How Much Does a Night Guard Cost at the Dentist vs. Online? (2026 Price Guide)
Night Guard Quick Summary — Key Takeaways
- Dentist: $400–$800+. Same lab-made guard as online, plus chairside exam, impression appointment, and office overhead.
- Online dental lab (Clear Comfort): $159–$189. Same FDA-approved materials, same fabrication process, no office markup.
- OTC boil-and-bite: $15–$30. Not custom-fitted, wears out in months, not a real substitute for consistent grinding.
- Insurance: Coverage is inconsistent and often capped or excluded — don't assume it will offset the dentist premium.
- HSA/FSA: A custom night guard used to treat bruxism or TMJ is an IRS-qualified medical expense regardless of where you buy it, so you can use pre-tax dollars either way (GoodRx; Lively HSA/FSA eligibility list).
- Bottom line: You're not choosing between "good" and "cheap." You're choosing between paying for a delivery model or paying for the appliance itself.
The Short Answer
A night guard can cost $159 from a direct-to-consumer dental lab, or $400–$800+ from your dentist's office. Both options can produce a professional-grade, custom-fitted guard made from the same dental-lab materials. What you're actually paying for and what explains the price gap is the delivery model, not the product. Here's what that actually means in practice.
Reviewed by Dental Appliance Professionals
This article was reviewed by dental appliance professionals and oral health specialists experienced in custom night guard fabrication and long-term bruxism protection. Clear Comfort Night Guards uses FDA-approved materials commonly used in professional dental labs to create custom-fit appliances designed for durability, comfort, and balanced nighttime protection.
Pricing context in this guide reflects 2026 market data and published dental cost benchmarks from the American Dental Association (ADA) Health Policy Institute. Insurance coverage guidance references ADA dental plan frameworks and HSA/FSA eligibility standards published by the IRS.
What You Pay at a Dentist's Office
Typical Price Range: $400–$800+
A night guard ordered through your dentist involves:
- An in-office impression or digital scan
- A lab order sent to a dental fabrication facility (often outsourced)
- A follow-up fitting appointment
- Dentist overhead, chair time, and staff costs billed into the final price
Why Are Dentist Night Guards More Expensive?

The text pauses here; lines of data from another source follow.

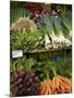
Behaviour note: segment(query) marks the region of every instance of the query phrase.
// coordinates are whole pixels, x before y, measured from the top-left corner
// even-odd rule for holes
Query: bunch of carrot
[[[54,76],[41,83],[40,95],[69,94],[71,93],[71,81],[63,76]]]

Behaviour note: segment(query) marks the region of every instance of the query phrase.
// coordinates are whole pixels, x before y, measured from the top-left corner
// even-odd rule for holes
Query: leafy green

The guard itself typically isn't the expensive part — most dentists don't fabricate guards in-house. They take an impression, send it to an outside lab, and mark up the returned appliance to cover the practice's own costs. A simplified breakdown of what's built into a $400–$800 dentist quote:
| Cost Component | What It Covers | Rough Share of Price |
|---|---|---|
| Chair time / exam | Dentist's time to evaluate your bite and take the impression | ~25–35% |
| Lab fee (outsourced) | The actual fabrication — often the smallest line item | ~15–20% |
| Office overhead | Rent, staff, sterilization, equipment | ~20–25% |
| Follow-up/fitting visit | A second appointment to check and adjust the fit | ~10–15% |
| Practice margin | Standard markup applied to outsourced appliances | ~10–20% |
None of this means the dentist is overcharging — it reflects the real cost of running a chairside practice. It does mean the guard itself is only one part of what you're paying for.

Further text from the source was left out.